# Sinc functions orthogonality

1. Feb 1, 2010

### mnb96

Hello,
I'd like to prove the orthogonality of two "shifted" Sinc functions, but I can't find the mistake.
Here is my attempt:

$$\int_{-\infty}^{+\infty}sinc(x)sinc(x-x_0)dx$$
Observing this quantity can be obtained by evaluating the Fourier transform at zero, we have:

$$\mathcal{F}\{ sinc(x)sinc(x-x_0) \}(0)$$

and using the convolution theorem and the shift theorem (for the second sinc), we get:

$$(rect(\omega)\otimes e^{-i2\pi\omega x_0}rect(\omega))(0) =$$

$$= \int_{-1/2}^{+1/2} e^{-i2\pi\omega x_0}d\omega =$$

$$= \left[ \frac{sin(2\pi\omega x_0)}{2\pi x_0} \right]_{-1/2}^{1/2} =$$

$$= \frac{sin(\pi x_0)}{\pi x_0} =$$

$$= sinc(x_0)$$

Now, this quantity is 0 iff $x_0$ is a non-zero integer!
Is this the correct result?
Aren't two sinc functions supposed to be orthogonal for any $x_0$ real?

2. Feb 1, 2010

### emanuel_hr

I think it is correct, you have shown that:

$$\int_{-\infty}^{+\infty}sinc(x)sinc(x-x_0)dx = \delta (x-x_{0})$$

For $$x_{0}=0$$ you have the inner product of the same vector(there's no shift) i.e.

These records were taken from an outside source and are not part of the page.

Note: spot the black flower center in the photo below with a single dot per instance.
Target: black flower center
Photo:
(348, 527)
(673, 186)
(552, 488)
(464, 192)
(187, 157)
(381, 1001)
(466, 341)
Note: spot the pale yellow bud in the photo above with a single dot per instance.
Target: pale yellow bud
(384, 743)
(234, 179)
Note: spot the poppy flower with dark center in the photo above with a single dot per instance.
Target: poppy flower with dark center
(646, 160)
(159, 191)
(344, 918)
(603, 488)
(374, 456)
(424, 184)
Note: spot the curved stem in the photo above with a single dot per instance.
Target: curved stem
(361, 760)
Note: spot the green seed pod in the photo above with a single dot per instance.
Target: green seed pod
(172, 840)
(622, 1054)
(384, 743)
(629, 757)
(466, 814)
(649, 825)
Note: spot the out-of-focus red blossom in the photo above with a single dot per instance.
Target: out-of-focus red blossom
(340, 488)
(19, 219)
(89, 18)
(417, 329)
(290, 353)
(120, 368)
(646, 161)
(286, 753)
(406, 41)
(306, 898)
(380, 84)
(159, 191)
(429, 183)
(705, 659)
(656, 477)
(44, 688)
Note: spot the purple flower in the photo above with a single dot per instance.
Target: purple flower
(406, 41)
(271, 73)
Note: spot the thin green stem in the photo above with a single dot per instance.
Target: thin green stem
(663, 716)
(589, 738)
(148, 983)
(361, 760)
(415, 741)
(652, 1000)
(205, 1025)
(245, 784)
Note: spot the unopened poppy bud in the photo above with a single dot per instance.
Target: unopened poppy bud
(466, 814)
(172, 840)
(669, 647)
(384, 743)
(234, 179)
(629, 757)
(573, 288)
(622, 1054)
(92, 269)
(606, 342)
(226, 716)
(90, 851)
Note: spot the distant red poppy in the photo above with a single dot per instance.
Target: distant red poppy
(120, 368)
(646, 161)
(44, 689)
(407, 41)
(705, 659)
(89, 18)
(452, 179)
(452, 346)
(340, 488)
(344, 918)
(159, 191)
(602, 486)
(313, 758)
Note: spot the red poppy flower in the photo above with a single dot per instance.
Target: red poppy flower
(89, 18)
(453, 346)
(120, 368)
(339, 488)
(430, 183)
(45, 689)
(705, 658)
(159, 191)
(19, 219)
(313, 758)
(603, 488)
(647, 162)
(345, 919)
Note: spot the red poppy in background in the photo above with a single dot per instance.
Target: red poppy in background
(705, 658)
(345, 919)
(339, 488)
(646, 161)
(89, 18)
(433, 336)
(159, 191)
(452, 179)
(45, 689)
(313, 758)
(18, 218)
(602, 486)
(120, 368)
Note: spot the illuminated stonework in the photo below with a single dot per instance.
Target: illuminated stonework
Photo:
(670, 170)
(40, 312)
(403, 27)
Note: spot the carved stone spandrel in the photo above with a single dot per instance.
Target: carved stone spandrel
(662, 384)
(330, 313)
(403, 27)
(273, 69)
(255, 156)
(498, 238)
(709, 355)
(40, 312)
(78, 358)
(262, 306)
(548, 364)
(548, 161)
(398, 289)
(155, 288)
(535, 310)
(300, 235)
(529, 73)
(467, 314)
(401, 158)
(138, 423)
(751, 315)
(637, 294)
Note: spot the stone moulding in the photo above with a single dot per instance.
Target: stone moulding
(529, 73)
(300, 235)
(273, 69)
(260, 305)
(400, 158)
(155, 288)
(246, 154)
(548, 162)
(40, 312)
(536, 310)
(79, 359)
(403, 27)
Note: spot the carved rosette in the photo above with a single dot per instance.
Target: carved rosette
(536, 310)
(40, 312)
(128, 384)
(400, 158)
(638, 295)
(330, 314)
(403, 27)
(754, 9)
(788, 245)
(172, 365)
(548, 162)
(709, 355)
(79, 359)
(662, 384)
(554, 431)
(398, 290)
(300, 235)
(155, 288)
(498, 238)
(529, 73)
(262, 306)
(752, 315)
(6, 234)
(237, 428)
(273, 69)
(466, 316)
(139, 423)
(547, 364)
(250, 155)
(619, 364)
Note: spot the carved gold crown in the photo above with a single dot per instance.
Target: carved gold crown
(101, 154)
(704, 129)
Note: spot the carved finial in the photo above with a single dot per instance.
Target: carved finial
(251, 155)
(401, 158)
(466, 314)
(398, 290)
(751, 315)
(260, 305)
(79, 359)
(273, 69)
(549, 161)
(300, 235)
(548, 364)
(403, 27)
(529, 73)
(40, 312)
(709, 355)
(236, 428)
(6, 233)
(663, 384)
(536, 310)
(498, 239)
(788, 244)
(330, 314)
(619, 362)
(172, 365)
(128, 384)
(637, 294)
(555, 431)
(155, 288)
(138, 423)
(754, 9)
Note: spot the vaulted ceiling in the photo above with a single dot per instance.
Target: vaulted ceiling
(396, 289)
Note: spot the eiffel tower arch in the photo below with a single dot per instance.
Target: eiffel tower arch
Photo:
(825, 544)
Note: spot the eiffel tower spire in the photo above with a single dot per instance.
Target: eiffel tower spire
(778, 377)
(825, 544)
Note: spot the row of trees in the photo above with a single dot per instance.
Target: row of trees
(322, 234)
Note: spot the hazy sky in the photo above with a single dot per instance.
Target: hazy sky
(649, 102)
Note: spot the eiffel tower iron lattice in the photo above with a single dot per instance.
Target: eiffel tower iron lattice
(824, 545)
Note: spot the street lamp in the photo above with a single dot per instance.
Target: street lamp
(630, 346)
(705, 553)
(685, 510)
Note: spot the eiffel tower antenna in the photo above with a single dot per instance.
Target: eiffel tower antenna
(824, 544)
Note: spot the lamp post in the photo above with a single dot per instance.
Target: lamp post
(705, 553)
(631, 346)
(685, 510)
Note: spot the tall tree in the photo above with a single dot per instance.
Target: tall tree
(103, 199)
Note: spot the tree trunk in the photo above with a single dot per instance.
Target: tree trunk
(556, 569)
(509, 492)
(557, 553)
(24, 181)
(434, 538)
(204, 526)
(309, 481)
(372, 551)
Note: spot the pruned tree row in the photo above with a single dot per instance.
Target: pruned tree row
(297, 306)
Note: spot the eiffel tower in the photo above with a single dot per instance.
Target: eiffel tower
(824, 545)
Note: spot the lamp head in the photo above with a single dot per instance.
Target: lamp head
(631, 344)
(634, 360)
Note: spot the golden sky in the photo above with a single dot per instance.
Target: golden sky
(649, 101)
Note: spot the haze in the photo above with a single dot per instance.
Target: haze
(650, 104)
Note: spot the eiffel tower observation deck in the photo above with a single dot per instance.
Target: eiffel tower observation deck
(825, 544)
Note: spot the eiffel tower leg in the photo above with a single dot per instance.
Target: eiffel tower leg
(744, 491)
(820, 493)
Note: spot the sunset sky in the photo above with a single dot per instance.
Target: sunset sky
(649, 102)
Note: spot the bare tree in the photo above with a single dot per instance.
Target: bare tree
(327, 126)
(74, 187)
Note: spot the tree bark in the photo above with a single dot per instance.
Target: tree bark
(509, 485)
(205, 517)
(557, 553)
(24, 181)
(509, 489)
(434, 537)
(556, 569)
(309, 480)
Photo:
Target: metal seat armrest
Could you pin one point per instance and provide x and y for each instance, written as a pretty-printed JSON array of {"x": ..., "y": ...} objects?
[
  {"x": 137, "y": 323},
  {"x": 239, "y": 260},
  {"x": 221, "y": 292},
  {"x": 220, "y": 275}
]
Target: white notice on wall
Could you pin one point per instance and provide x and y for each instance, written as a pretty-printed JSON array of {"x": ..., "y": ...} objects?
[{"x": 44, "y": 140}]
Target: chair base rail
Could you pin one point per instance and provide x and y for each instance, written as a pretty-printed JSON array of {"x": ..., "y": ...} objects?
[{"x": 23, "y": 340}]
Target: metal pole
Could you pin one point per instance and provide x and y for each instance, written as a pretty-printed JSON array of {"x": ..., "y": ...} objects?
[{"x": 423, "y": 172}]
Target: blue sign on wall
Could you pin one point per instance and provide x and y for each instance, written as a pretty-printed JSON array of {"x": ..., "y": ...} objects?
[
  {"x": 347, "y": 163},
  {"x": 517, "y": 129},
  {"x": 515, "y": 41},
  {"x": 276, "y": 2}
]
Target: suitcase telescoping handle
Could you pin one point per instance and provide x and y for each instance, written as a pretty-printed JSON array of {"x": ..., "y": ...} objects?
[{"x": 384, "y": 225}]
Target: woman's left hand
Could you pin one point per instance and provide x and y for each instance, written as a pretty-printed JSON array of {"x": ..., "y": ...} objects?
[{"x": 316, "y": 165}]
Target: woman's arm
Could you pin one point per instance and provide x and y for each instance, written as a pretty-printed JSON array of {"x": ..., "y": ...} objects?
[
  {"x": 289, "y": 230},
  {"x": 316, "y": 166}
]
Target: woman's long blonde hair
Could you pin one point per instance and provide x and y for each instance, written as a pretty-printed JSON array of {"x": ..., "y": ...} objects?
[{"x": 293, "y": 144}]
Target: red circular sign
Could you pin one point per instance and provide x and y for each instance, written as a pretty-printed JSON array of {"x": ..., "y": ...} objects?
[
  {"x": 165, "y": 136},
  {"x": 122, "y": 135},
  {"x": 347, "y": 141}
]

$$\left \langle sinc(x),sinc(x) \right \rangle = \int_{-\infty}^{+\infty}sinc(x)^{2}dx$$

3. Feb 1, 2010

### mnb96

Thanks!
that means that the set of sinc functions:

$$\{ sinc(x-n) | n \in \mathbb{Z}^{+}_{0} \}$$

is an orthonormal basis....but basis for what???
what functions can be represented as a linear combinations of sinc(x-n) ?

Basically what confuses me, is that in any pair sinc(x-n) and sinc(x+n) the functions are not orthogonal, and I don't know if they are are redundant or not.

4. Feb 1, 2010

### JSuarez

For the bandlimited[\B] functions, the ones that have a Fourier transform with a bounded support. This is the Shannon-Whittaker sampling theorem: given a function $$f\left(t\right)$$, such that its Fourier transform $$F\left(\omega\right)$$ is such that $$F\left(\omega\right)=0, \left|\omega\right|>B$$, then:

$$f\left(t\right)=\sum_{n=-\infty}^{n=+\infty}f\left(nT\right){\rm sinc}\left(\frac{t-nT}{T}\right)$$

If $$T> \pi/B$$. This is the called the Nyquist condition; if it's not satisfied, then you have what is called aliasing, where the highest frequency components of the function "appear" as low-frequency ones. For more details, see:

http://en.wikipedia.org/wiki/Nyquist%E2%80%93Shannon_sampling_theorem" [Broken]

Notice that sinc(x-n) and sinc(x+n) are obtained from each other through a reflection on the y-axis, so you should not expect that they are orthogonal.

Last edited by a moderator: May 4, 2017
5. Feb 2, 2010

### mnb96

Sorry, my calculations were wrong.
It is possible to prove that:

$$\int_{-\infty}^{+\infty}sinc(x+x_0)sinc(x-x_0)dx = sinc(2x_0)$$

Again, assuming $x_0$ is a non-zero integer, $sinc(2x_0)=0$, so those functions, despite being the reflection of each other, are orthogonal.

The orthonormal basis for the bandlimited functions is then: $\{ sinc(x-n) | n \in \mathbb{Z} \}$

6. Feb 2, 2010

### JSuarez

My apologies, I studied sampling a long time ago and I didn't remember if they were orthogonal. The rest is correct, thought.